Although Rob’s car was parked only a few minutes’ walk away, by the time we reached it I was freezing.

“I’ll get the heating going,” he said as he popped the locks and we both slid inside. Moments later, hot air was blasting over my feet and then Rob was reversing out of his space and smoothly joining the traffic. He flicked on the radio and someone started singing about Mommy kissing Santa Claus.

“So,” I said. “You said your mum and brother are living with you right now?”

Rob nodded. “My mum left my stepdad a few months ago. He’s a bit of a dick—refused to get out of the house and she couldn’t stand living there, so I said she could come to me till she and Tim get sorted out. Thank God, Ken’s finally agreed to sell the house and they’ve got a buyer lined up. Once the sale goes through, Mum’ll be able to look at buying a new place.” He paused, flicking on the indicator and executing a right turn. When we were moving again, he glanced at me and added, “It’s not been easy for Tim. He’s a great kid, but this whole thing’s taken him out of his routine. And now he needs me or Mum to drive him to work and to his support group, both of which used to be just round the corner. All that’s been hard for him.”

“He works?” I said, wincing when I heard the surprise in my own voice. Rob didn’t seem offended though. He glanced at me and smiled.

“Yeah. In the supermarket round the corner from their old place. He loves it.”

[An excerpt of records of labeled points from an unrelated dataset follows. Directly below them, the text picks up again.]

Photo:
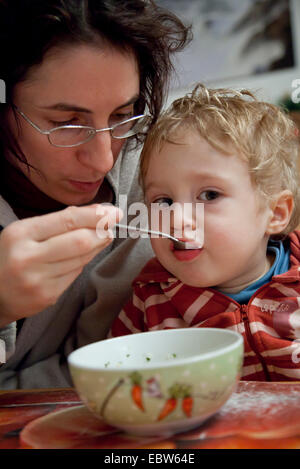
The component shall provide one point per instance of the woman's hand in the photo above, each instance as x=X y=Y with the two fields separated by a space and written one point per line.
x=41 y=256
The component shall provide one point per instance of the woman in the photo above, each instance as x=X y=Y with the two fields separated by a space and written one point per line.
x=70 y=63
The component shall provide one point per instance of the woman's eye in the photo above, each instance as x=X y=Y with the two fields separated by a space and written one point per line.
x=166 y=201
x=117 y=118
x=209 y=195
x=61 y=123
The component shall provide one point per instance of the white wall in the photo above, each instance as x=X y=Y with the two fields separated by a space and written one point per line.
x=269 y=86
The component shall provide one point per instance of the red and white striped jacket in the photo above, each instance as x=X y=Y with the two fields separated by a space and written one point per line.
x=269 y=323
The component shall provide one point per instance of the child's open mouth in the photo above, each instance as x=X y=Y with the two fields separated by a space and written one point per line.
x=187 y=254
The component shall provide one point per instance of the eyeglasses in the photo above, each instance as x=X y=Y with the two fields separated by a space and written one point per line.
x=66 y=136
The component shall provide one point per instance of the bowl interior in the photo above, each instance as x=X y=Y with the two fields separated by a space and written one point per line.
x=155 y=349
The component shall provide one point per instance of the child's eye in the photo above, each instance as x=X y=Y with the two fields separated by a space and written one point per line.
x=163 y=201
x=209 y=195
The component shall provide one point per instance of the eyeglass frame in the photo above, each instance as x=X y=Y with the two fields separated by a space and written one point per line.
x=71 y=126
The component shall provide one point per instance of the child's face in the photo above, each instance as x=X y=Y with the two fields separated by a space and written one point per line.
x=235 y=239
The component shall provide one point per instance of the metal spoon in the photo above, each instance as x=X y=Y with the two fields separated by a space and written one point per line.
x=181 y=245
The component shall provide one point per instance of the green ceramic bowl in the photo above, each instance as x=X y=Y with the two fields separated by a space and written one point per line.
x=158 y=382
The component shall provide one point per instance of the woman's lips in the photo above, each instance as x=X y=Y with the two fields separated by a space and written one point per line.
x=86 y=186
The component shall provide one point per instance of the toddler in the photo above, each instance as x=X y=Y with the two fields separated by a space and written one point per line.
x=237 y=156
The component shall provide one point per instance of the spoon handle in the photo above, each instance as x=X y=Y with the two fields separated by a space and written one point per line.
x=144 y=230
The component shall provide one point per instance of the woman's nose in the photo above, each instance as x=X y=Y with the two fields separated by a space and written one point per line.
x=97 y=153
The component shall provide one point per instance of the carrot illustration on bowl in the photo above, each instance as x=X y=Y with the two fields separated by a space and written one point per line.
x=171 y=402
x=136 y=390
x=187 y=401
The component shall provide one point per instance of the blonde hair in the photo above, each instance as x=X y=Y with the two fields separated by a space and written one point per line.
x=260 y=132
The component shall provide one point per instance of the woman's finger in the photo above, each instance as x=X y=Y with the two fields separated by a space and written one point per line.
x=66 y=266
x=44 y=227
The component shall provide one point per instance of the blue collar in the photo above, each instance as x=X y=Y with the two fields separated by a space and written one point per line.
x=279 y=266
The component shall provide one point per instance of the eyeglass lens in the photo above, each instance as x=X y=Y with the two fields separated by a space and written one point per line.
x=66 y=136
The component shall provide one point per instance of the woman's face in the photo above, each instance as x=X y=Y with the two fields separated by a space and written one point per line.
x=79 y=85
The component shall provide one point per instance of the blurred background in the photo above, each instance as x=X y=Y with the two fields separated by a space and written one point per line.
x=252 y=44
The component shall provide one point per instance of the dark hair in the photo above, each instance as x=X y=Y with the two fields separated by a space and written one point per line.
x=30 y=28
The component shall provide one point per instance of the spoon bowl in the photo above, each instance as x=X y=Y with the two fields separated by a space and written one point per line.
x=178 y=244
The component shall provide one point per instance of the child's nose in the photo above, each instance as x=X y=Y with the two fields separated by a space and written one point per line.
x=184 y=218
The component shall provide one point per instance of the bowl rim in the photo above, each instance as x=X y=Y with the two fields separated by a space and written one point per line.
x=159 y=364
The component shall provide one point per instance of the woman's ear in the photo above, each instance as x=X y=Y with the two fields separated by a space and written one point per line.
x=281 y=211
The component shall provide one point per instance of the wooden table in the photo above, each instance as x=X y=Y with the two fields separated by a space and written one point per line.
x=258 y=415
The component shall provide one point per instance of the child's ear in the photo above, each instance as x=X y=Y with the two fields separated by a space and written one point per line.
x=281 y=212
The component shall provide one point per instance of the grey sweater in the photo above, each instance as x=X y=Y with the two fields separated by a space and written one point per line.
x=36 y=357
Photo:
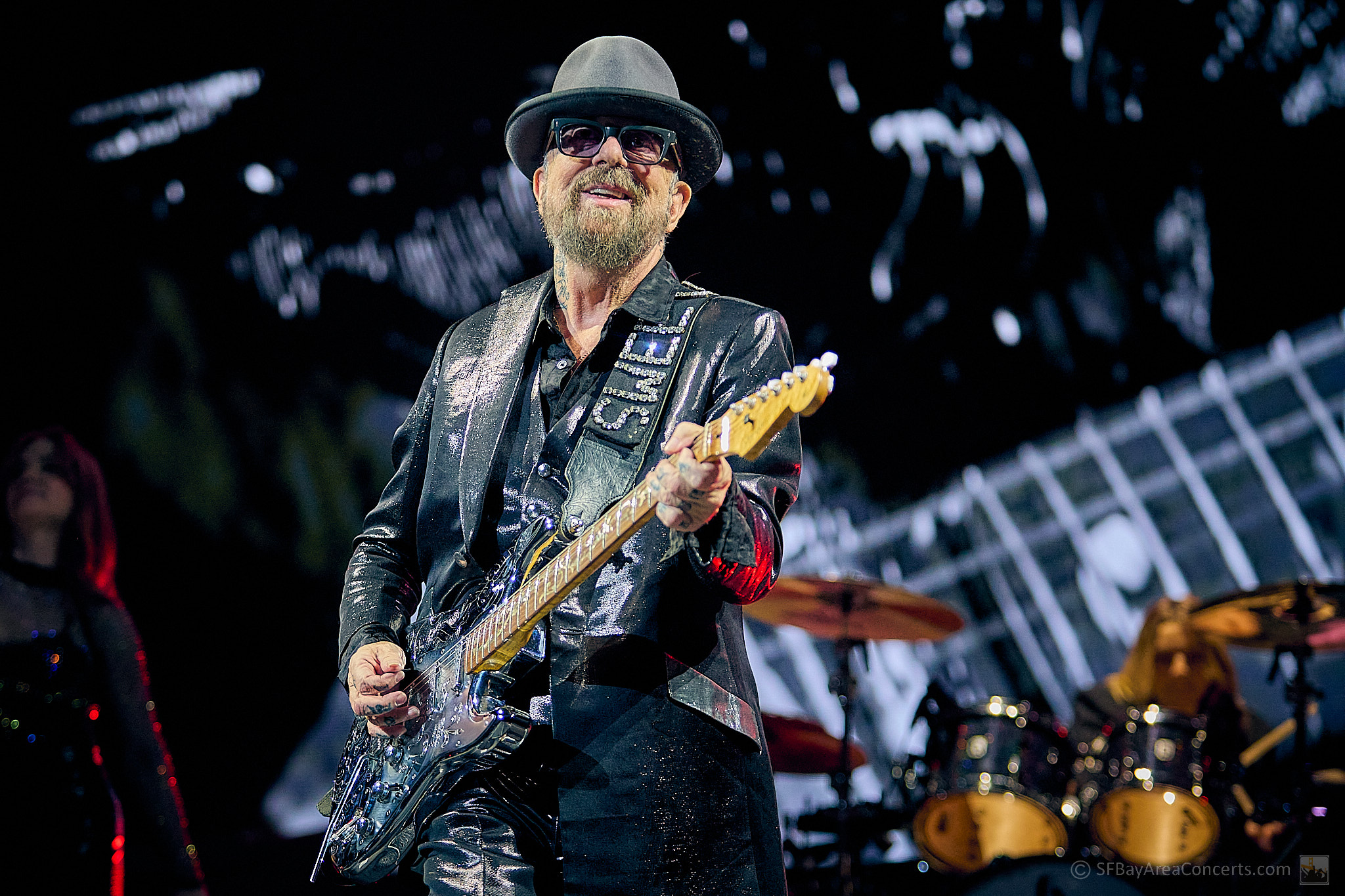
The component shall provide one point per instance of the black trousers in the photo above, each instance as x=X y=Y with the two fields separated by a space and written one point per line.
x=496 y=833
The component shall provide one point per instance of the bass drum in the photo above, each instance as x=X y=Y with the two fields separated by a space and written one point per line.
x=1052 y=876
x=997 y=779
x=1155 y=809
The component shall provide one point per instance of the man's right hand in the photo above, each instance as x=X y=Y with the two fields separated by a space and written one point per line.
x=374 y=672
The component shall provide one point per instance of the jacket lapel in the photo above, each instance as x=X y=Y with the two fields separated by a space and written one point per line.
x=500 y=358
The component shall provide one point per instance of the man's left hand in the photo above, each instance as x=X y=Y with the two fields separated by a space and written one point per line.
x=689 y=494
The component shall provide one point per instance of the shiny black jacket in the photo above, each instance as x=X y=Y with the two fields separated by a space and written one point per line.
x=663 y=782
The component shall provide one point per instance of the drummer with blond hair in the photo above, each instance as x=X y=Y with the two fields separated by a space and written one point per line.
x=1179 y=666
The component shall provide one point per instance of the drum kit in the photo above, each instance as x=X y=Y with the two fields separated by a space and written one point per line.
x=1001 y=793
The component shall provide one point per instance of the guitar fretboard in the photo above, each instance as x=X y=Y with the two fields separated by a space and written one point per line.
x=745 y=430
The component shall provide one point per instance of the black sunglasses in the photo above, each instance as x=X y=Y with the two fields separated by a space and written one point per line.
x=640 y=144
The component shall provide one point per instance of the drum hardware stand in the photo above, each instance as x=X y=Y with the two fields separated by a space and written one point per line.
x=1300 y=692
x=844 y=685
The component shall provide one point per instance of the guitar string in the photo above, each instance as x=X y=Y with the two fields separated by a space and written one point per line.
x=423 y=684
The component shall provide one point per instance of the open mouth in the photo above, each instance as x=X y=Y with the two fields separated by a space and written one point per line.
x=607 y=194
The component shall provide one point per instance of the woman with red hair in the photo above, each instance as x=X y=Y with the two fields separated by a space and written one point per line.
x=78 y=739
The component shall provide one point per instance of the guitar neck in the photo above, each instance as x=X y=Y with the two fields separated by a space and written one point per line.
x=503 y=631
x=744 y=430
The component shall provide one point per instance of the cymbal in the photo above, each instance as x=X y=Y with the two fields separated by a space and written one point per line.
x=1268 y=617
x=879 y=612
x=805 y=747
x=861 y=819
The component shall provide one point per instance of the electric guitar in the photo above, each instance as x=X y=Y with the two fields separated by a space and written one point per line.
x=382 y=794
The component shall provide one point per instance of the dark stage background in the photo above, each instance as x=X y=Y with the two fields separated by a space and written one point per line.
x=242 y=446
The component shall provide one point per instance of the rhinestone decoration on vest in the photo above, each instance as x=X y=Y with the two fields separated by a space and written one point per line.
x=646 y=386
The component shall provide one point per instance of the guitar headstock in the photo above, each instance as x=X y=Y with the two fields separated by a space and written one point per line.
x=753 y=419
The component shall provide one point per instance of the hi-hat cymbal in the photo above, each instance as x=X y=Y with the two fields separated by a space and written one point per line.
x=805 y=747
x=1269 y=617
x=877 y=612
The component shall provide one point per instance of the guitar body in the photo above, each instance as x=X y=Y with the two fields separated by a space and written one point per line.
x=386 y=788
x=458 y=668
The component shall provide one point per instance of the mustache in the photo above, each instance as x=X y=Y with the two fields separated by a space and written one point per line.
x=609 y=178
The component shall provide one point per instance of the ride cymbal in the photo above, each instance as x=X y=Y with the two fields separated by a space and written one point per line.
x=876 y=612
x=1274 y=617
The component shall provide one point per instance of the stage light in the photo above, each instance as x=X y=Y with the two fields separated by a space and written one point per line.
x=381 y=182
x=190 y=106
x=847 y=95
x=1072 y=43
x=260 y=179
x=1006 y=327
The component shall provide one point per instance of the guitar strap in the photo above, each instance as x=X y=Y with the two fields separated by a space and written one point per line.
x=627 y=414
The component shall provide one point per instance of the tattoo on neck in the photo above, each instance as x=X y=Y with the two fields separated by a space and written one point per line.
x=563 y=284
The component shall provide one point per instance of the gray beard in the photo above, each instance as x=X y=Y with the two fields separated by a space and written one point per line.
x=603 y=240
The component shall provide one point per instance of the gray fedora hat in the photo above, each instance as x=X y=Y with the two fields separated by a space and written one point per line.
x=617 y=77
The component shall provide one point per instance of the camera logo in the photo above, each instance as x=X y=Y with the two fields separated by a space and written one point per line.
x=1314 y=870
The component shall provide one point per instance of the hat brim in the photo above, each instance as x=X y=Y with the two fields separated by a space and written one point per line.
x=698 y=139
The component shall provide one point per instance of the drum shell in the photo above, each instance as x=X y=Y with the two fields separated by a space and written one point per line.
x=1025 y=754
x=1155 y=754
x=996 y=779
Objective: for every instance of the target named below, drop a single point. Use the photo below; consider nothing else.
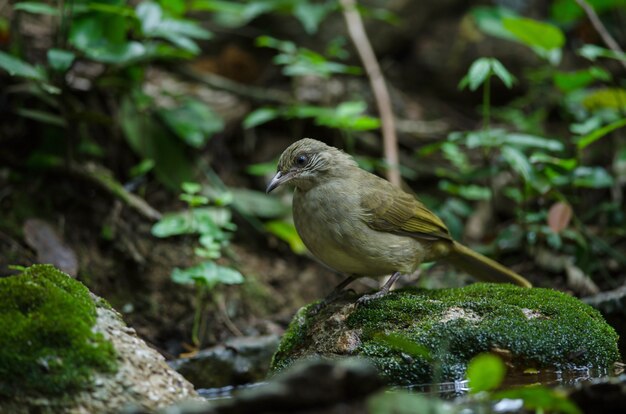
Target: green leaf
(262, 169)
(534, 33)
(477, 74)
(194, 122)
(500, 71)
(402, 344)
(612, 98)
(532, 141)
(150, 140)
(208, 274)
(594, 136)
(311, 14)
(60, 60)
(518, 161)
(592, 177)
(286, 232)
(191, 187)
(567, 164)
(36, 8)
(485, 372)
(469, 192)
(42, 116)
(489, 20)
(260, 116)
(258, 204)
(143, 168)
(540, 398)
(593, 52)
(571, 81)
(20, 68)
(204, 220)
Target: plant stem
(486, 103)
(363, 46)
(197, 316)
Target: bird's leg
(383, 290)
(334, 295)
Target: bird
(361, 225)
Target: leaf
(60, 60)
(504, 75)
(258, 204)
(311, 14)
(592, 177)
(589, 139)
(191, 187)
(194, 122)
(42, 116)
(20, 68)
(150, 140)
(593, 52)
(532, 141)
(489, 20)
(571, 81)
(405, 345)
(477, 74)
(534, 33)
(205, 220)
(559, 216)
(469, 192)
(612, 98)
(260, 116)
(262, 169)
(540, 398)
(208, 274)
(36, 8)
(518, 161)
(286, 232)
(485, 372)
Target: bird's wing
(391, 210)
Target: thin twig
(600, 28)
(247, 91)
(363, 46)
(104, 179)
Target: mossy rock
(530, 328)
(47, 344)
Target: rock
(310, 387)
(93, 362)
(612, 305)
(605, 395)
(529, 328)
(239, 361)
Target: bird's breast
(328, 218)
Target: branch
(600, 28)
(377, 82)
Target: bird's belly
(348, 245)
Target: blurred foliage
(549, 169)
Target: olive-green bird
(361, 225)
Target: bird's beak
(278, 180)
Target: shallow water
(458, 388)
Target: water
(451, 390)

“I’m sorry,” I said “This is the sort of stuff I should know already. We’ve been working together for months.”

“Yup,” Rob agreed, then he shrugged. “But I said my piece on that earlier. It’s water under the bridge now.”

I turned my head to look at him. If he noticed, he gave no sign—he was looking out the front windscreen, seemingly absorbed in his driving.

Water under the bridge.

That was typical of him, that sentiment. Generous.

And the thing was, I knew he was telling the truth when he said he held no grudge about my shitty behaviour, because that was how Rob was. Open and warm and generous, so that just being near him right now made me feel better about everything.

He glanced at me, as though he’d finally detected my attention on him, and his mouth quirked in a smile, his eyes glinting in the darkness.

Fuck if he wasn’t easy on the eye too.